Up goes the minimum wage in Seattle, Washington, 20 states
Seventeen million American workers in 20 states and the District of Columbia will receive a higher minimum wage in the new year, with Seattle becoming one of 13 cities and counties to reach or exceed $15 an hour.
One state -- Nevada -- is putting off a decision until mid-2019.
The federal minimum wage remains stuck at $7.25 an hour, where Republicans in Congress have kept it for the past decade.
Increases used to be a bipartisan tradition. The last one was negotiated by Republican President George W. Bush and a Democratic-run Congress. Before that, the deed was done by Democratic President Bill Clinton and GOP House Speaker Newt Gingrich.
With no action coming from Washington, D.C., we've done it ourselves in this Washington, and in both "blue" and "red" states across the country.
In Seattle, on January 1, the minimum wage for large employers -- those with more than 500 workers worldwide -- will go to $16 an hour. It will rise to $15 for small employers, who will be allowed to pay a $12-an-hour minimum if they contribute at least $3 an hour toward employee medical benefits.

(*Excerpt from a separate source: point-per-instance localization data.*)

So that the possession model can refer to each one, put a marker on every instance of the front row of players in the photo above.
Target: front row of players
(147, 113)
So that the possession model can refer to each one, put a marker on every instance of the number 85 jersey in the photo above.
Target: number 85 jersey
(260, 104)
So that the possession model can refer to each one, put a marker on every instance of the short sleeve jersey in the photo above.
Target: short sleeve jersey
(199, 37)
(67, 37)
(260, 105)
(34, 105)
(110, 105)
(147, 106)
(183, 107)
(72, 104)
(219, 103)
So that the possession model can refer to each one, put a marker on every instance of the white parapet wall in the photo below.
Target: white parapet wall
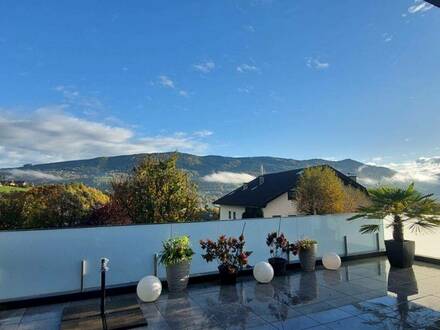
(35, 263)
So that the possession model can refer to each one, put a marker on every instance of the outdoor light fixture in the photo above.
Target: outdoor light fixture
(149, 288)
(263, 272)
(331, 261)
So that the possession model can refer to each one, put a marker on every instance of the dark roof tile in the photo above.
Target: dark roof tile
(256, 194)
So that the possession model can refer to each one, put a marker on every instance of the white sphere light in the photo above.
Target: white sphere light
(331, 261)
(263, 272)
(149, 288)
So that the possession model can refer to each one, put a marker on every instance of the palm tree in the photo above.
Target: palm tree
(404, 207)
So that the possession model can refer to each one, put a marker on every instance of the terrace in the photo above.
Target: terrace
(362, 294)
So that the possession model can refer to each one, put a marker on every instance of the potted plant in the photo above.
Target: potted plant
(401, 207)
(279, 247)
(229, 253)
(176, 256)
(306, 250)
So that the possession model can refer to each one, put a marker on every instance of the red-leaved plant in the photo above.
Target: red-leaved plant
(228, 251)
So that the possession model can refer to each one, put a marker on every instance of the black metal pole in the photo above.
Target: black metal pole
(104, 268)
(102, 288)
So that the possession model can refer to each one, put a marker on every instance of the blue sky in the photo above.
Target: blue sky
(297, 79)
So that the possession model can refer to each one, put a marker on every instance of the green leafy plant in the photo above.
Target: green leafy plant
(303, 244)
(176, 250)
(278, 244)
(400, 207)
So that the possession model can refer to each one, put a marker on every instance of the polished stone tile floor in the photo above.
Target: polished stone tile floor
(363, 294)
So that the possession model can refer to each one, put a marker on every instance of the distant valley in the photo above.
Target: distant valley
(214, 175)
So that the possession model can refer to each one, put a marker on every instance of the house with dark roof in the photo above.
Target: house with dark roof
(269, 195)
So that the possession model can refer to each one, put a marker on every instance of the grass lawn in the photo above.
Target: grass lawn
(6, 189)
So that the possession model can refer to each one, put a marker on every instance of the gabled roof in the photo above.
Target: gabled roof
(254, 194)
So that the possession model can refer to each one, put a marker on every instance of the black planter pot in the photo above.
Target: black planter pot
(226, 276)
(400, 254)
(278, 265)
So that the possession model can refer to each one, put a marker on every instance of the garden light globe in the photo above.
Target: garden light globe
(331, 261)
(149, 288)
(263, 272)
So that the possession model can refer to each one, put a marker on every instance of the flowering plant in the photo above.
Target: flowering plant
(227, 250)
(303, 244)
(278, 244)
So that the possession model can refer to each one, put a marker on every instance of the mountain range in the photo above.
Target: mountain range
(214, 175)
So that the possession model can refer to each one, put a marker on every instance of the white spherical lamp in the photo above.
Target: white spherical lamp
(149, 288)
(263, 272)
(331, 261)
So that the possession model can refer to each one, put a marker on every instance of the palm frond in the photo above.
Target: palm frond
(424, 224)
(368, 229)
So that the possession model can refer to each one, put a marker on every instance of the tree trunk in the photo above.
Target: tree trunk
(398, 229)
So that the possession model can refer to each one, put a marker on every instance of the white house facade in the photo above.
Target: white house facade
(269, 195)
(281, 206)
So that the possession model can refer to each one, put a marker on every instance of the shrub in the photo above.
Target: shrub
(278, 244)
(303, 244)
(227, 251)
(157, 192)
(176, 250)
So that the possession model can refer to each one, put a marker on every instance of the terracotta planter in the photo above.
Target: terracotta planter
(177, 276)
(307, 258)
(227, 276)
(279, 265)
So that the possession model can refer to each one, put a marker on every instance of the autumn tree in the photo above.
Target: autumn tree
(320, 191)
(156, 192)
(50, 206)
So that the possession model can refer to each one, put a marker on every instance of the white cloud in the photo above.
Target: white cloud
(249, 28)
(75, 99)
(183, 93)
(314, 63)
(247, 68)
(205, 67)
(387, 37)
(228, 177)
(165, 81)
(419, 6)
(32, 175)
(203, 133)
(49, 134)
(246, 90)
(422, 170)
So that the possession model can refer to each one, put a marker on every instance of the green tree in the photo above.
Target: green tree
(320, 191)
(157, 192)
(404, 207)
(354, 198)
(11, 205)
(50, 206)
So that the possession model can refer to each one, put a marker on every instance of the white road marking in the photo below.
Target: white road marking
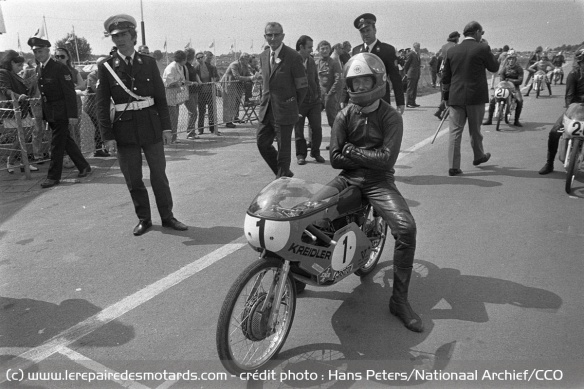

Washington voters overwhelmingly passed Initiative 1433 in 2016, putting the state on a path to a $13.50 an hour minimum wage by 2020. On New Year's Day, the state's minimum wage will climb from $11.50 to $12 an hour.
The higher minimum wages are not arriving like dew in the early morning. Activists, in particular fast-food workers, have marched off the job, rallied and agitated for decent pay.
"The biggest wave of job actions in the history of America's fast food industry," as the New York Times described it, began in November of 2012 at a McDonald's at Madison Avenue and 40th Street in Manhattan.